I was never a kid who played video games. And in regular, everyday life circumstances, I don’t think one would have cause to question my motor skills. However, as I learned last night when I made my first attempt at playing a game, I am, as my boyfriend puts it, “special.”

Four year olds are supposed to be able to handle this game I’m playing without dying multiple deaths and falling down at every other step like I do. I’m having a hell of a time aiming my jumps. And I’m getting repetitive stress injury already from the death grip I have on the controller. My little cousin, who is four, plays video games and she’s exponentially better than me. This gaming experiment of mine has lead me to the painful realization that I was a sheltered kid. Robbed of my childhood, not exactly, but in the sit-around-and-play-video-games-all-day way, definitely.

I was raised by a single parent. And we were immigrants, so life was extra hard. My mom had to work, a lot and all the time, to make sure we survived. That meant that I had to pull my weight too. Not only could we not afford a video game system, but even if we could, I wouldn’t have had time to get good at it. I was a latchkey kid at age seven, and my carefree childhood included fun jobs like cooking, cleaning, and studying. To be fair, I have really fond childhood memories of playing on the swings, jump-roping, and chasing after the ice cream man too. And to take full credit for my lack of child-like activities, I really enjoyed cooking and playing school with my dolls (and human friends too), and I hated riding my bike. I know, that’s an anomaly, what kid hates riding a bike? Me, that’s who. I nearly had a nervous breakdown when I was at a bed and breakfast in the Bahamas a few years ago, and the proprietors were kind (evil) enough to lend me a bike to get into town. I had to ride for the first time in a long time, and it was stressful. The good news is, it’s true what they say about never forgetting how to ride a bike. And for a brief while after that forced adventure, I embraced bike riding. I bought myself a mountain bike, a helmet, and a water bottle holder, and went for a ride on the Washington Mall. I rode around all day, and guess what? I didn’t hate it (but I also didn’t like it). I rode my bike a couple of times after that, then never again. My mom ended up selling it on craigslist years later.

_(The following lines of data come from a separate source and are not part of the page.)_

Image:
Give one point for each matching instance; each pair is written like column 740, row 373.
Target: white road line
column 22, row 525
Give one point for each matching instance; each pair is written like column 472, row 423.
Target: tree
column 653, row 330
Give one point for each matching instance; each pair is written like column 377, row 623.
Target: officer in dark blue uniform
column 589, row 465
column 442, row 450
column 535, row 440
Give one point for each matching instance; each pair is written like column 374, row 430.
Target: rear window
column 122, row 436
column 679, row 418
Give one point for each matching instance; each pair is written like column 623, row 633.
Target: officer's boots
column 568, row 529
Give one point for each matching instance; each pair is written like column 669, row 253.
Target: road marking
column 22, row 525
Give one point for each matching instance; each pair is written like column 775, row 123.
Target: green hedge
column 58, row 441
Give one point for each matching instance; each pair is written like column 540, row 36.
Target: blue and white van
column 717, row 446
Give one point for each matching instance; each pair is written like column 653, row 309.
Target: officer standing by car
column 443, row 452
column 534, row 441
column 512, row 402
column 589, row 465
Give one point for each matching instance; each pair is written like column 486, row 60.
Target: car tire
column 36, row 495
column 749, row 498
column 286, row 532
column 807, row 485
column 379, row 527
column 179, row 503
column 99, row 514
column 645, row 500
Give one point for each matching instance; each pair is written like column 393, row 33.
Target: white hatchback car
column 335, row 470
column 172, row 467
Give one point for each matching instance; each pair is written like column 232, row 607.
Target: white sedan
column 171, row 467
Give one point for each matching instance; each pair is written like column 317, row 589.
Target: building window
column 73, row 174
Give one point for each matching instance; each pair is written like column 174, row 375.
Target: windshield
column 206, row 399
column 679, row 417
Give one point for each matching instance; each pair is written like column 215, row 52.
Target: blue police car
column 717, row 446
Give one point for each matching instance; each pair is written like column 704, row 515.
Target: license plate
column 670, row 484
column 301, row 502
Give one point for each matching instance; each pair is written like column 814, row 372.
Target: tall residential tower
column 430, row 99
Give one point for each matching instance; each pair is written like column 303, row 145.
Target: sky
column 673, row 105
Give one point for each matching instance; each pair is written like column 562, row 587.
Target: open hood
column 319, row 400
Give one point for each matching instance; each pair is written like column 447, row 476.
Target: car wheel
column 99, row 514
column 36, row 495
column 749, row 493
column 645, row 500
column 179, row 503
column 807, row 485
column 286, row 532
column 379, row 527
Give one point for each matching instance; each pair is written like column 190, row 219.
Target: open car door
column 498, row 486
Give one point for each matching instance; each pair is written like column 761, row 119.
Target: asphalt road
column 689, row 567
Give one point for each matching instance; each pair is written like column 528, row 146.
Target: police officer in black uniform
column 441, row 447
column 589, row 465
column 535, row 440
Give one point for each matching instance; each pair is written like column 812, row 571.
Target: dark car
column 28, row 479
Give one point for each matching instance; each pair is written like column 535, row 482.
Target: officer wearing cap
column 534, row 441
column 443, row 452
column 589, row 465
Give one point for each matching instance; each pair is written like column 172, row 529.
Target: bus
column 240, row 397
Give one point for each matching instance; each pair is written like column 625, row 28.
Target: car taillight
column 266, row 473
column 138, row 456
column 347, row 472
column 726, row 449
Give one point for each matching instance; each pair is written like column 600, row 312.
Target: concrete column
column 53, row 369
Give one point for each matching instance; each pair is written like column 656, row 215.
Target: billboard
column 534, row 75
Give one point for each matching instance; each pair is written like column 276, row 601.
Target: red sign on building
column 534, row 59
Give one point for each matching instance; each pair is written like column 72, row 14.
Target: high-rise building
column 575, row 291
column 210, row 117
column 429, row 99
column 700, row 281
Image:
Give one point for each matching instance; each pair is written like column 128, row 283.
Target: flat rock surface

So, as you can see, I didn’t have a typical childhood. Since I was a latchkey kid, I wasn’t allowed to leave the apartment after I got home from school, because my mom wouldn’t be able to check in on me if I was out and about. As a concession, I was allowed to have friends over. So I made the most of it and held snack parties for my friends after school every day. My Old Bay fries and macaroni and cheese (from a box, but embellished) were all the rage in my elementary school. My soirees were exclusive events, VIP  functions that even the coolest kids in class coveted an invitation too. Between my home economic skills and my sarcastic sense of humor, no one seemed to notice that I couldn’t run a mile in under 12 minutes (the maximum time allotted, in which one could supposedly walk it – utterly untrue, because I did walk it and it took me longer than 12 minutes), or hit a softball, or that I never rode my bike.

And obviously, the things I got practice at as a kid paid off, and the ones I didn’t, I’m still stunted at. I can throw a dinner party for twelve people with a day’s notice and whip out a nine-course meal, no problem. But I can’t get my Mario past level 1. I could win a contest for speed cleaning, but I’m clueless (and disinterested) as to the rules of any sport. If I wanted to, I could write a novel and probably get it published, but I’ve never watched a single episode of Teenage Mutant Ninja Turtles. I can distill caffeine from tea leaves and make aspirin from scratch (I was a science major in college), but I have no idea what Laffy Taffy tastes like (nor do I want to – yuck).

At the end of the day, life is uniquely experienced, for some of us more than others. And we all have our strong suits, and things we naturally (or by design) excel at. And being a healthy adult is about accepting ourselves and loving ourselves for who we are, not being down about who we’re not. But I’ll be damned if I can’t get past level 1 this weekend! I’ve already turned down enjoying this beautiful day outside, to stay in and practice playing. And guess what, that cute little Italian plumber may not be for me in the end, but that’s why I also got a doctor game – I get the feeling I’ll do better at that one. Oh wait, there are cooking games too, right?!